I am working on a store search API using Lucene.
I need to show store search results for each City,State combination with its frequency in brackets….for example:
Los Angles,CA (450)
Atlanta,GA (212)
Boston, MA (78)
.
.
.
As of now, my search results return around 7000 Lucene documents, on average, if the user says "Show me all the stores".
In this use case, I end up showing around 800 unique City,State records as shown above.

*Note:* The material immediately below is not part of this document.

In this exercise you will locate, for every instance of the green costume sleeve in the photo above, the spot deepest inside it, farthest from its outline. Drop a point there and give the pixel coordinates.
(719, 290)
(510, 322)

I am overriding the HitCollector
class's Collect
method and retrieving vectors as follows:
var vectors = _reader.GetTermFreqVectors(doc);
Then I iterate through this collection and calculate the frequency for each unique City,State combination.
But this is turning out to be very very slow in performance…is there any better way of grouping search results and calculating frequency in Lucene?
A code snippet would be very helpful
Also, please suggest if I can optimize my Lucene search code using any other techniques/tips….
Thanks for reading!
Best Answer
I don't believe you can do this OOTB in Lucene currently - searching for this functionality yields this open issue:
Jira Lucene Feature Request
The functionality is present OOTB with Solr however - which provides a faceting feature. A query such as the following:
http://localhost:8983/solr/select?q=ipod&rows=0&facet=true&facet.limit=-1&facet.field=cat&facet.field=inStock
would return the following result:
More information on faceting can be found on the Solr website:
http://wiki.apache.org/solr/SimpleFacetParameters
EDIT: If you definitely don't want to go down the SOLR aproach to faceting you may be able to leverage the functionality in this patch described for Lucene:
http://sujitpal.blogspot.com/2007/01/faceted-searching-with-lucene.html
which provides an implementation of the faceting feature on top of Lucene 2.0 via a patch.